ND congressional delegation comment on status of US, China tariff war
The tariff war between the U.S. and China remains a hot topic.
Each member of North Dakota’s congressional delegation have commented on the status of the tariff issue with China in relation to U.S. agriculture.
“The Administration is working to reach an agreement that holds China accountable for their unfair trade practices, including intellectual property theft, forced technology transfer, unfair subsidies and agriculture market access restrictions,” said Sen. John Hoeven.
“During these negotiations, our farmers have been disproportionately targeted by retaliatory tariffs and China not purchasing ag products, especially soybeans, is having an impact on prices. That’s why I worked as chairman of the Agriculture Appropriations Committee to secure trade assistance for our producers, including two rounds of Market Facilitation Program payments. Most recently, I worked to ensure that funding for this trade assistance was included in the recently-passed funding extension and MFP payments were not blocked or delayed,” he said. “While this assistance is vital, ultimately, our producers need access to foreign markets. That’s why I continue urging the Administration to finalize trade negotiations,” Hoeven said.
He noted in late September that recently, both the U.S. and China have made efforts to de-escalate and lead negotiators are expected to meet in October.
“China also began purchasing U.S. agriculture products, including more than 1.5 million tons of soybeans. Additionally, we should increase pressure on China by approving the USMCA (United States, Mexico, Canada Agreement), which needs to originate in the House, and by putting in place trade deals, like the agreement with the EU (European Union) to import additional U.S. beef and with Japan to lower tariffs on $7.2 billion of U.S. agricultural goods,” Hoeven said.
Congressman Kelly Armstrong said in late September, “The single best thing we can do for North Dakota ag producers is pass USMCA. It has the votes to pass today, and I’m still hopeful that Congress can get it done, despite this misguided push for impeachment. The recent agreement with Japan is a positive development for farmers, opening up new markets for $7 billion in U.S. agricultural products. Japan is one of the top export markets for North Dakota wheat.

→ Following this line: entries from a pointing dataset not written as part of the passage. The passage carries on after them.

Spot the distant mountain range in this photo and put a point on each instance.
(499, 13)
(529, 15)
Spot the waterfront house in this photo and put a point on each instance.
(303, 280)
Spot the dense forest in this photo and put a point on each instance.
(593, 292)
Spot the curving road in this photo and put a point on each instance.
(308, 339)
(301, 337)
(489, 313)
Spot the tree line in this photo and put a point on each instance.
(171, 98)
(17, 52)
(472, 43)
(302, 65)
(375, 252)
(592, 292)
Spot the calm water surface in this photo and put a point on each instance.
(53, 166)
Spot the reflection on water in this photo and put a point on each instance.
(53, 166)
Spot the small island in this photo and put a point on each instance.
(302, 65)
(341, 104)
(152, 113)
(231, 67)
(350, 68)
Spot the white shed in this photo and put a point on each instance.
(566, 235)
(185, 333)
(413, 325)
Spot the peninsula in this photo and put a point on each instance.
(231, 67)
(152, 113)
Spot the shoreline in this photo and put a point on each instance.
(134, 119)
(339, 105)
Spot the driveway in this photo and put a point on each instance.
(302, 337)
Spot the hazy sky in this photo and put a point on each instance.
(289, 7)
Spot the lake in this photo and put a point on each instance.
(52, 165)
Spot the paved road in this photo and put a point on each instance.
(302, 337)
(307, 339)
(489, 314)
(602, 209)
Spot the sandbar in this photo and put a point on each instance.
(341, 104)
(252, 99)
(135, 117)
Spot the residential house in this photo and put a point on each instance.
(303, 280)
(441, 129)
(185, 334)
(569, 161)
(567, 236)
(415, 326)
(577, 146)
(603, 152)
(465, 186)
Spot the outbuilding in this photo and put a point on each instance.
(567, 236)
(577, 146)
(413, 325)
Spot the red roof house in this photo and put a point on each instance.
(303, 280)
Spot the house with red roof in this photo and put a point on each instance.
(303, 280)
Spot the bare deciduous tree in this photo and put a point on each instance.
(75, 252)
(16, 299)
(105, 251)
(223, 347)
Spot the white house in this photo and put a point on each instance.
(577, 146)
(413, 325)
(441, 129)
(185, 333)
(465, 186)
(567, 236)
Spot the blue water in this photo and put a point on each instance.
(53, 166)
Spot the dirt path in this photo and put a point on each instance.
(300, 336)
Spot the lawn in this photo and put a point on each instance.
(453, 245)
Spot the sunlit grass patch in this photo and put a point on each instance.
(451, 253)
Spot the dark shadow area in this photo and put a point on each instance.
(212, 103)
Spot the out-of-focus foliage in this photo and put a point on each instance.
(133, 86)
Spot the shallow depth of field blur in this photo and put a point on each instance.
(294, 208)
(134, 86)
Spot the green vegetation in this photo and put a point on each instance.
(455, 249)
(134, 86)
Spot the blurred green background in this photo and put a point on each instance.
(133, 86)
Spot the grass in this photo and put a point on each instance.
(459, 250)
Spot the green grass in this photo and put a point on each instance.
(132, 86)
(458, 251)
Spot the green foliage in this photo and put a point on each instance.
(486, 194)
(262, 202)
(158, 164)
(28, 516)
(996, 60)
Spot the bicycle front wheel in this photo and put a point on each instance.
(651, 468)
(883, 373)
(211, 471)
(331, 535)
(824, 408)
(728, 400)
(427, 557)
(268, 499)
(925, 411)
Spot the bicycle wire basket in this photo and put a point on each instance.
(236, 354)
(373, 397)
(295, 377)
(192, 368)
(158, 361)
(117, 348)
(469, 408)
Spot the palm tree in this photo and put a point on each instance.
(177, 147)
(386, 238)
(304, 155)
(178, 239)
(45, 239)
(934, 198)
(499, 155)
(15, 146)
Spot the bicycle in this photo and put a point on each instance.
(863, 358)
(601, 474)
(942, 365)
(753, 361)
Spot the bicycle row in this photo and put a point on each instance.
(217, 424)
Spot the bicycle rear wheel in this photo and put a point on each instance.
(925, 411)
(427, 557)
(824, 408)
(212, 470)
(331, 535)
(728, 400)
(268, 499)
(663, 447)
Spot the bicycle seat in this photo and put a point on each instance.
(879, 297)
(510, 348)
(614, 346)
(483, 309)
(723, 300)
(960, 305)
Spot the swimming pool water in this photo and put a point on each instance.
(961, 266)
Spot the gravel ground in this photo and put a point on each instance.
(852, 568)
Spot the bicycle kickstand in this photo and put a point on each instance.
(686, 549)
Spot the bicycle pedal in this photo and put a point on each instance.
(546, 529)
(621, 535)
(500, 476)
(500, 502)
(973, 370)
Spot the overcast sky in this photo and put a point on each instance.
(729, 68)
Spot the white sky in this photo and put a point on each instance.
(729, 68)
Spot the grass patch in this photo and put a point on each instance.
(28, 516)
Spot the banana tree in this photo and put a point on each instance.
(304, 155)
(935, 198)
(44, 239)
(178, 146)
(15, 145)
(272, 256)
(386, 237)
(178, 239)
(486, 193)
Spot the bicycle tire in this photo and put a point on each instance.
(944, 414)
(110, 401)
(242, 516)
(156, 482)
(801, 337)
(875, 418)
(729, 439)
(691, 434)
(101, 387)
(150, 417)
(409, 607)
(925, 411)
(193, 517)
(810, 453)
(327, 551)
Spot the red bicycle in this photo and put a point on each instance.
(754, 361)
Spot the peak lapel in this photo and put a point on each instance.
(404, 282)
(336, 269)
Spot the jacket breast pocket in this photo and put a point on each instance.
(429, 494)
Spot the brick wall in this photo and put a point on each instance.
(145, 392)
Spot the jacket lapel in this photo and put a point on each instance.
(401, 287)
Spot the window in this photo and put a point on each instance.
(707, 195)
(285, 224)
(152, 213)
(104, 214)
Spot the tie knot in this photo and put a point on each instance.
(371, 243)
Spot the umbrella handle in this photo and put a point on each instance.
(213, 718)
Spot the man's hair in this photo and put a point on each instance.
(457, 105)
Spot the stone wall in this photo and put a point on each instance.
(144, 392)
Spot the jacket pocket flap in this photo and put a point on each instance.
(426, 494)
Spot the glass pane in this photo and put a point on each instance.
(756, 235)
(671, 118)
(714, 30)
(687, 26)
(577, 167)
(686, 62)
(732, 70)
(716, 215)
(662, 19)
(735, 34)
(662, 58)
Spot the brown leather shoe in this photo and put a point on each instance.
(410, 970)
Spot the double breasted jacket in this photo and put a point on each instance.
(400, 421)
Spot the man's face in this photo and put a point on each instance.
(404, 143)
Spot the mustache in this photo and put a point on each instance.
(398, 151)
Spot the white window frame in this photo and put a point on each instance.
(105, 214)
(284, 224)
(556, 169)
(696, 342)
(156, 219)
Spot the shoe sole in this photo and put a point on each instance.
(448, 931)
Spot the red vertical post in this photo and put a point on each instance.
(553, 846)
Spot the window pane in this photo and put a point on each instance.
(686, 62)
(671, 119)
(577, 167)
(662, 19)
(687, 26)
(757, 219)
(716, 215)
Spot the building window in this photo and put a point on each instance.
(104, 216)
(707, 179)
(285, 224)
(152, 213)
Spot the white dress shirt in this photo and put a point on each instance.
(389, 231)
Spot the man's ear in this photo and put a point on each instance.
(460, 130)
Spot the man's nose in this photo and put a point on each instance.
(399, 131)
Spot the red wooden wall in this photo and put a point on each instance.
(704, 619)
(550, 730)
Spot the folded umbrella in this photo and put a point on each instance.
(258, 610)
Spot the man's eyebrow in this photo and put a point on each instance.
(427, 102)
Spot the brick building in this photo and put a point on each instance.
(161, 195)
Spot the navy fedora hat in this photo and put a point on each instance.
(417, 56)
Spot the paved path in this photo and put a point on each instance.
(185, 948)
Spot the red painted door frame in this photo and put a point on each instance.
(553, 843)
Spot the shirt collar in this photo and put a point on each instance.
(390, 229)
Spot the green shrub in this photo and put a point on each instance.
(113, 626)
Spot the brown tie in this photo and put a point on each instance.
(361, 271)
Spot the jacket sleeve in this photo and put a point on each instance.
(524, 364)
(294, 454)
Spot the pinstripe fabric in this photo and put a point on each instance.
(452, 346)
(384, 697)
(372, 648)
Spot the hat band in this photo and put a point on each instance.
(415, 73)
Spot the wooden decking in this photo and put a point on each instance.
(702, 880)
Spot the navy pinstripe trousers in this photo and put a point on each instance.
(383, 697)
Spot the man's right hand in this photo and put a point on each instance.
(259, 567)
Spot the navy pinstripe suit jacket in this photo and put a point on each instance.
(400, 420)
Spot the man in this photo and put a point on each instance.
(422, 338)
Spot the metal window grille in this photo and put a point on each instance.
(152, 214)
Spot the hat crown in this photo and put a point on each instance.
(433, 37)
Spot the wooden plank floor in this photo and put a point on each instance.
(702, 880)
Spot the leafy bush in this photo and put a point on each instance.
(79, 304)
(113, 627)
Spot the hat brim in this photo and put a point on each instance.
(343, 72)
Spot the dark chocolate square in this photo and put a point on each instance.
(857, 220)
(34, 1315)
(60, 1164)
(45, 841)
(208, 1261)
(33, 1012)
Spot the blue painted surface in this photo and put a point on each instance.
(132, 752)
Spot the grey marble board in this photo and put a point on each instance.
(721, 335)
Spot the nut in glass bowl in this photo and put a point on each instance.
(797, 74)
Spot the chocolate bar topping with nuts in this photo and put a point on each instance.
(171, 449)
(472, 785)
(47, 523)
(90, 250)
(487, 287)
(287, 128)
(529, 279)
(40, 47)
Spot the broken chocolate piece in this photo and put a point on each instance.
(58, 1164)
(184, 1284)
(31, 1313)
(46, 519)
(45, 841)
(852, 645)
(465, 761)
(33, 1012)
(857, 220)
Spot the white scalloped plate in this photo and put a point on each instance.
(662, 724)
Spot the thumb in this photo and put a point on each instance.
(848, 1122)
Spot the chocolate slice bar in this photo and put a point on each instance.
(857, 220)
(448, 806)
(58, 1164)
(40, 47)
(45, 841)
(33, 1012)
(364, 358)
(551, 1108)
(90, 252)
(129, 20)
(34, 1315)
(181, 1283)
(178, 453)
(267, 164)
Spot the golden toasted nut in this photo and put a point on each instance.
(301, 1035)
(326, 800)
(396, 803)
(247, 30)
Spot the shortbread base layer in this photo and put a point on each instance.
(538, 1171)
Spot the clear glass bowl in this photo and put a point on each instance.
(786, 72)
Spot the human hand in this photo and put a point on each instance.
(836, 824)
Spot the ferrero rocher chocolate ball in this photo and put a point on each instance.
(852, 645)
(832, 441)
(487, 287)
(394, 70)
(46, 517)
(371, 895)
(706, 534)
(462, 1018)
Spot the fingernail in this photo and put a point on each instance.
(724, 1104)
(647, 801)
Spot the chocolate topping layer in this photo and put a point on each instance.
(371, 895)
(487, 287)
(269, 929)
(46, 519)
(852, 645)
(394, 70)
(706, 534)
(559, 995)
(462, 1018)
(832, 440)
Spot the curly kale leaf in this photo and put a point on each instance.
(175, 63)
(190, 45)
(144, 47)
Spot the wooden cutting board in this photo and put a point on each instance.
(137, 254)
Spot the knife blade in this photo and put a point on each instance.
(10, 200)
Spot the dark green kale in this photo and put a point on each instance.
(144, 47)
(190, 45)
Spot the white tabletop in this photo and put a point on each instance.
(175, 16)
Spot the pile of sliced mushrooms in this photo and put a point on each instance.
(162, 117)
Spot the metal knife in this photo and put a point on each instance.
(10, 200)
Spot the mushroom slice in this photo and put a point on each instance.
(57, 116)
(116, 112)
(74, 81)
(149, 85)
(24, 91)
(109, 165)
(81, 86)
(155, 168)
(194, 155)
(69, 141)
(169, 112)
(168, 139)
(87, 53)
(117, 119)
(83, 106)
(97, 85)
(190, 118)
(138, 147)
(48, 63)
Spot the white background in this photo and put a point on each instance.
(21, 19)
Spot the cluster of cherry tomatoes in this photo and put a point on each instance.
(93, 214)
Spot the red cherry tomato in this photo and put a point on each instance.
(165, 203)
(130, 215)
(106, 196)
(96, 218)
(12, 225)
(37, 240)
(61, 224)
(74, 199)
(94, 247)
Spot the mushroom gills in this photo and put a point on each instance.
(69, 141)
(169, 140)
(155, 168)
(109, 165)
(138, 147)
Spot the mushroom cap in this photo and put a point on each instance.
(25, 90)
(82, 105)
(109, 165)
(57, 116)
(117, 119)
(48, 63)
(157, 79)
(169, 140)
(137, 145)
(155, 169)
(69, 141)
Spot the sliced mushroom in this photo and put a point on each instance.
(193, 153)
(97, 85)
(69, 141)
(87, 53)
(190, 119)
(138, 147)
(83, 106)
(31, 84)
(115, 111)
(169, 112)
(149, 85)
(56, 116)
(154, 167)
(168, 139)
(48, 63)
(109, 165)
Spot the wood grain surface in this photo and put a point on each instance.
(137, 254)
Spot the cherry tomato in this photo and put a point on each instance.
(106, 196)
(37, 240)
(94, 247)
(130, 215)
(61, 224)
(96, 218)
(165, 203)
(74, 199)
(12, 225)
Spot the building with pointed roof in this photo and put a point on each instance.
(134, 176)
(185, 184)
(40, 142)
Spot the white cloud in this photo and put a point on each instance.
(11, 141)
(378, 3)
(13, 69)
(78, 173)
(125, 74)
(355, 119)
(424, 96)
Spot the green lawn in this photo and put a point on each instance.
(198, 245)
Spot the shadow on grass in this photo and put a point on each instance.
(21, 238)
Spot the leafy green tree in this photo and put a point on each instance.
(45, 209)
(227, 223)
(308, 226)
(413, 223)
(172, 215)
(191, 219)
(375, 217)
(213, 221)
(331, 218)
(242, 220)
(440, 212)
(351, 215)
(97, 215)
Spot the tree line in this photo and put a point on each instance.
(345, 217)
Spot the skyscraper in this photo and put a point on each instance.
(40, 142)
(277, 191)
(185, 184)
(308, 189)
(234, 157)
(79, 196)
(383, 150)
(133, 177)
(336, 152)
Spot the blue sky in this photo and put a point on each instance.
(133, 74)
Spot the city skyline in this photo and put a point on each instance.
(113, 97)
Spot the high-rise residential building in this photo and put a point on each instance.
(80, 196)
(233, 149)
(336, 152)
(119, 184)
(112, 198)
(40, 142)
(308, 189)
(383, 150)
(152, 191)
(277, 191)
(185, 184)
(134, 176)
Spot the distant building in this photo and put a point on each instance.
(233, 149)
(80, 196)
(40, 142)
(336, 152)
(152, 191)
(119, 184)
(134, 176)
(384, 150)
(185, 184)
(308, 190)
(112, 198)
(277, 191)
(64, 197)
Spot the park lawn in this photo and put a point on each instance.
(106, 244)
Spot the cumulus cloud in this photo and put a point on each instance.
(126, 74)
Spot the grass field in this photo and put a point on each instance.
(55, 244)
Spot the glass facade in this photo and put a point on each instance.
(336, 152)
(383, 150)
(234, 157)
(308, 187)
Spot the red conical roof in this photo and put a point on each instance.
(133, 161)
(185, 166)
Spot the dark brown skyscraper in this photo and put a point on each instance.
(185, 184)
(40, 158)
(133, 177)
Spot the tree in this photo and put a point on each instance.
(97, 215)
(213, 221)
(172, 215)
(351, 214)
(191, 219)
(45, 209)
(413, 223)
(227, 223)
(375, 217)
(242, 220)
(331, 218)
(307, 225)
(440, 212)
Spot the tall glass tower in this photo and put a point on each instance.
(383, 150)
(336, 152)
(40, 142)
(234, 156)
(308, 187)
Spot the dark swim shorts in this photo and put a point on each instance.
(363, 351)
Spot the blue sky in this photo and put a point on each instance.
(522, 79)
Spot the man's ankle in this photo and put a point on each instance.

He went on, “China is not an equitable actor on the world stage, and President Trump’s tough negotiations with them have been a long time coming. I know farmers didn’t ask to be on the frontlines of this fight, but I’m confident that President Trump will negotiate a strong trade deal that creates opportunities for our producers. There’s been some progress recently, with China making purchases of U.S. soybeans and pork.”
Sen. Kevin Cramer said in Sept. 27 comments, “Talks between China and the United States are set to resume on October 10th. The Chinese are coming back to the table and discussing specific agriculture issues. They’ve also agreed to purchase American soybeans and pork. While the relationship is warming – ice is thawing – and real substantive action is being taken, we have to remember who (we) are dealing with. No deal with China is ever over until it is over.
“China’s pattern of almost agreeing to a deal, then backing out, makes securing other bilateral deals even more important. President Trump recently wrapped up a deal with Japan and is moving forward on a deal with India. These are important moves, expanding market access for our farmers and putting the pressure back on China. I look forward to working with the administration – as I did for deals with Japan and India – to secure more bilateral deals and finalize a good agreement with China, Cramer said.